A. A single laser at 671 nm is used to provide excitation and the collected light is split into two bands using a dichroic mirror. The bands are imaged side by side on an electron multiplying CCD (EMCCD). An optional cylindrical lens allows astigmatism based 3D localisation. B. A vector field that shows the distribution of lateral chromatic shifts between the channels measured with a bead calibration sample. This vector field was used for chromatic shift compensation during fitting of the single molecule events as detailed in the Methods. The longest arrows shown correspond to a shift magnitude of ∼90 nm. C. Single molecule events are observed as flashes with an intensity component in each channel.
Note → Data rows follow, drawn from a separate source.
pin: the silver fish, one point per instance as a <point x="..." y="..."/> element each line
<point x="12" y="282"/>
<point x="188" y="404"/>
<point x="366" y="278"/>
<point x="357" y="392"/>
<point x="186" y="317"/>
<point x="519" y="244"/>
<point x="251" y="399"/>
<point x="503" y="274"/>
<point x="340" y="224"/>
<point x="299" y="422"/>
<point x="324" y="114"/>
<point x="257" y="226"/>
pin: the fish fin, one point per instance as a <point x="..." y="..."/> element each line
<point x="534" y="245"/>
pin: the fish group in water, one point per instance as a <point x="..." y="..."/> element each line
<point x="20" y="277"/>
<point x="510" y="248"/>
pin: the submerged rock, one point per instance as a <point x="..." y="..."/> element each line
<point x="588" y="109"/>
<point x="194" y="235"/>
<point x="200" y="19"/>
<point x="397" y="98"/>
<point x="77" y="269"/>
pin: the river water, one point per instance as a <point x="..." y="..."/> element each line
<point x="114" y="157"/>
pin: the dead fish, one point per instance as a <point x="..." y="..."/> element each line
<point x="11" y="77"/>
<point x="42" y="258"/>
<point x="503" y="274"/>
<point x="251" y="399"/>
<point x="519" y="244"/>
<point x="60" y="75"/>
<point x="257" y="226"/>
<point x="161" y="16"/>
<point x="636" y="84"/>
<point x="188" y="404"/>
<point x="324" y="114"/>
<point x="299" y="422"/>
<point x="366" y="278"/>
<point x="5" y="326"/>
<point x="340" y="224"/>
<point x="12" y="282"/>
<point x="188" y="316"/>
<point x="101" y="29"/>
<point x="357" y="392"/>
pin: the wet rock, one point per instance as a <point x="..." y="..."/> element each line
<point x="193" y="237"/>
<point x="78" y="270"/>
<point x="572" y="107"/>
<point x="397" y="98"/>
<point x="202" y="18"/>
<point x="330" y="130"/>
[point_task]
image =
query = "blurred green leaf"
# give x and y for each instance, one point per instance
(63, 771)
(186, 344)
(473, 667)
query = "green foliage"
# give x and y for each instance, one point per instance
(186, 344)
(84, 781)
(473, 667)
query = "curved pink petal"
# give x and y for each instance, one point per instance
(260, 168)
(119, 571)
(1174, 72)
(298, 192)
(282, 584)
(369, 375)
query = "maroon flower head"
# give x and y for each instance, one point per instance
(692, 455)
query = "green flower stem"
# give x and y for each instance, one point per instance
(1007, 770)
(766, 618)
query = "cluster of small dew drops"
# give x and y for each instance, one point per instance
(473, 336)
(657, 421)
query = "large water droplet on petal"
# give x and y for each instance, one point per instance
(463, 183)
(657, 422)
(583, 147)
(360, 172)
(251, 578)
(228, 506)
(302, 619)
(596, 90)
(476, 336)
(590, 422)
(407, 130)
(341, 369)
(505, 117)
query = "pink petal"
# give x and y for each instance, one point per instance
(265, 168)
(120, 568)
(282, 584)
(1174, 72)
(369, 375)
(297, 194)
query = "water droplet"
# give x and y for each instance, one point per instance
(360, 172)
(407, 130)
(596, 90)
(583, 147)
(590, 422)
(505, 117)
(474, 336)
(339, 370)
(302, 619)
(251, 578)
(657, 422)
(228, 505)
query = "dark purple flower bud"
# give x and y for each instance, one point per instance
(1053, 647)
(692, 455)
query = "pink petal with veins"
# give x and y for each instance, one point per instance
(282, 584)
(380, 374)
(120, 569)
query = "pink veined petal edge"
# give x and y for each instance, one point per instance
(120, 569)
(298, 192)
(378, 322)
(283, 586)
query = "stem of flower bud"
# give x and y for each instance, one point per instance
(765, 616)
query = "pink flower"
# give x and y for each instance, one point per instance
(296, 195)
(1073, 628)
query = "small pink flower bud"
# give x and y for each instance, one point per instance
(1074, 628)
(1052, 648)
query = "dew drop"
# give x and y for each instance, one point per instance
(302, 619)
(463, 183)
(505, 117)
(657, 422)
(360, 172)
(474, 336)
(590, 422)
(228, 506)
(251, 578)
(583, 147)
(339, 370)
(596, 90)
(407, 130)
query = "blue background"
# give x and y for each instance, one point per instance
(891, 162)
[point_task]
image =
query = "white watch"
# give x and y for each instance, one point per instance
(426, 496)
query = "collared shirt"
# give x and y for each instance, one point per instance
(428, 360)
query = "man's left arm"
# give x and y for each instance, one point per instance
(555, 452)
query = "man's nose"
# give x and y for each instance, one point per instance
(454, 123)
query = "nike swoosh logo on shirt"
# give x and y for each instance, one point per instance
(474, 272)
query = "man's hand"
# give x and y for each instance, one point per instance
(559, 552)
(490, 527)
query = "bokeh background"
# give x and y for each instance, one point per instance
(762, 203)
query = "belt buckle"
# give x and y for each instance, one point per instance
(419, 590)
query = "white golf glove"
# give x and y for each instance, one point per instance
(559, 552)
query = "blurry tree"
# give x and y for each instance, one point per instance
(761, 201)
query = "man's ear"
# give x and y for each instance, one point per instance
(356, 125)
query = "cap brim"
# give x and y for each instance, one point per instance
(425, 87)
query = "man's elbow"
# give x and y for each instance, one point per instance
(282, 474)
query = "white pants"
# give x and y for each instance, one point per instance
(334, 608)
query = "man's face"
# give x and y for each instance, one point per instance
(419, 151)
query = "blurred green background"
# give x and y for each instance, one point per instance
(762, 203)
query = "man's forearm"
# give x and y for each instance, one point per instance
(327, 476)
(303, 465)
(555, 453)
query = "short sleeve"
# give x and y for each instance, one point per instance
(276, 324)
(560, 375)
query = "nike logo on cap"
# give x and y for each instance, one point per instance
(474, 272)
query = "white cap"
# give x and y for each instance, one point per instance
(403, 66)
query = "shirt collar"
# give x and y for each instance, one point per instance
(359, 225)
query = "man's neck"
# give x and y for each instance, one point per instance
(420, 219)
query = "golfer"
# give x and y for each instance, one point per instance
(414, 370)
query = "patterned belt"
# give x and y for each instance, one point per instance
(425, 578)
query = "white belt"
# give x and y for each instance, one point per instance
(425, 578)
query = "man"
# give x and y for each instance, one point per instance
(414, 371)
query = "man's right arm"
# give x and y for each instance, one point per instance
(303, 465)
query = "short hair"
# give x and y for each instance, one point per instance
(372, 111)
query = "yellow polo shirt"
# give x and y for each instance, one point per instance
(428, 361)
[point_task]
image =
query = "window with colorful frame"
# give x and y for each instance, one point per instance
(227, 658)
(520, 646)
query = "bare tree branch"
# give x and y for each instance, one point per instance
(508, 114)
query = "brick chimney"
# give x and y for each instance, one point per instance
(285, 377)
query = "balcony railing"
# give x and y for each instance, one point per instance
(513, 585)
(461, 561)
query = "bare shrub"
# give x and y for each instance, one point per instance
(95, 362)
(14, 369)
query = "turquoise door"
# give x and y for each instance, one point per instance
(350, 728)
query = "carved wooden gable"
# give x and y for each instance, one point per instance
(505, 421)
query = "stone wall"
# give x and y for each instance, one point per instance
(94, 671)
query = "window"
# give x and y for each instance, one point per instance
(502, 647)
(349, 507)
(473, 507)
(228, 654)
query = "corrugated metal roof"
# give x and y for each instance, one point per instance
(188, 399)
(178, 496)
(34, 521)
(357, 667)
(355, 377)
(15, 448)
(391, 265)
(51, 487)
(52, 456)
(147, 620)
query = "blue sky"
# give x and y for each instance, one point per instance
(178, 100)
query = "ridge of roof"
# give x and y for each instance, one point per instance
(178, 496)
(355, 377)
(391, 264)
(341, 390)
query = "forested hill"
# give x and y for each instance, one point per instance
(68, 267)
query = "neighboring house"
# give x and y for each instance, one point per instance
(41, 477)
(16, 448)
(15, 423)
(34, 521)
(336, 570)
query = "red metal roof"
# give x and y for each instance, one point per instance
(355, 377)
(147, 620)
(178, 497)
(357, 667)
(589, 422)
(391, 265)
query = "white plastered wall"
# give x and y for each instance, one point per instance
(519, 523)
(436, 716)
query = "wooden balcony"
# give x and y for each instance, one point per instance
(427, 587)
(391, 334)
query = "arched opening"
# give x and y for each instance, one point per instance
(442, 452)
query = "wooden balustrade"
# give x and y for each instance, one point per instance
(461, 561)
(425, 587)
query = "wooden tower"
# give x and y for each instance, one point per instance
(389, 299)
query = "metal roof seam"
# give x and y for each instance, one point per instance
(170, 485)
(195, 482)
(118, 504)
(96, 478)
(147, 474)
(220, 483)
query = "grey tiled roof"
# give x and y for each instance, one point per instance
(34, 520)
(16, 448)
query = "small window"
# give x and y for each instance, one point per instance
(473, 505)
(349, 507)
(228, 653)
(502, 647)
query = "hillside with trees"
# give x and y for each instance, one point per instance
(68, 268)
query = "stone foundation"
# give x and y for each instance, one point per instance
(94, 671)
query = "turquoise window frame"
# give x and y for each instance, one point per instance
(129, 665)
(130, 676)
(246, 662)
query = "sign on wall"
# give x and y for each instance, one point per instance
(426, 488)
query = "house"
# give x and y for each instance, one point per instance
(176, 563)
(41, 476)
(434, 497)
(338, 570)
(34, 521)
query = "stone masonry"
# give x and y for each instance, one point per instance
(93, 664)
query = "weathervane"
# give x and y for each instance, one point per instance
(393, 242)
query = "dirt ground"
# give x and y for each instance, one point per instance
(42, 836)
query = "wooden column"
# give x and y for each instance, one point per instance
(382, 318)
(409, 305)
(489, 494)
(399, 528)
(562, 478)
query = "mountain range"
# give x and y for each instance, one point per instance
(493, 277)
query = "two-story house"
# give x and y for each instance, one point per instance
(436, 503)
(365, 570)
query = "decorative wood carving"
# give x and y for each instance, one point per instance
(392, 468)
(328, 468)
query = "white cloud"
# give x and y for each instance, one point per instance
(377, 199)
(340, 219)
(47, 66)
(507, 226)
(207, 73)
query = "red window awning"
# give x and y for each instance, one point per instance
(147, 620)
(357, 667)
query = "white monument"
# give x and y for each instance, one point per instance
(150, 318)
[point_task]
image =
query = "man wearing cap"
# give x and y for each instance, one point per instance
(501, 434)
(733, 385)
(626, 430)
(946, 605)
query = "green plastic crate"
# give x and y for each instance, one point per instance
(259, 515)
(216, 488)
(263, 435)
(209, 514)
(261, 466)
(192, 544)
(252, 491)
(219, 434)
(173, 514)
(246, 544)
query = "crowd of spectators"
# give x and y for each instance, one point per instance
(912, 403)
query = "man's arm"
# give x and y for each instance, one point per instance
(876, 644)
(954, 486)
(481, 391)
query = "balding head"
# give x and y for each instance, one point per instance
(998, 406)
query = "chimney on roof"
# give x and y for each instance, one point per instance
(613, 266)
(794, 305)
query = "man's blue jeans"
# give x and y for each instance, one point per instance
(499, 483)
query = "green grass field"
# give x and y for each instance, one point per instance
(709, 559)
When these intensities are plotted against each other, discreet populations emerge corresponding to each fluorochrome in the sample. One such plot, obtained from a sample in which neurons had been transfected with GFP-alpha-sap97 and subsequently labeled with antibodies against GFP (Alexa 647 secondary) and synapsin (Alexa 750 secondary) is shown. Inset: Recorded emission spectra of Alexa 647 (green) and Alexa 750 (red), the black trace is the transmission curve of the dichroic mirror in the splitter device.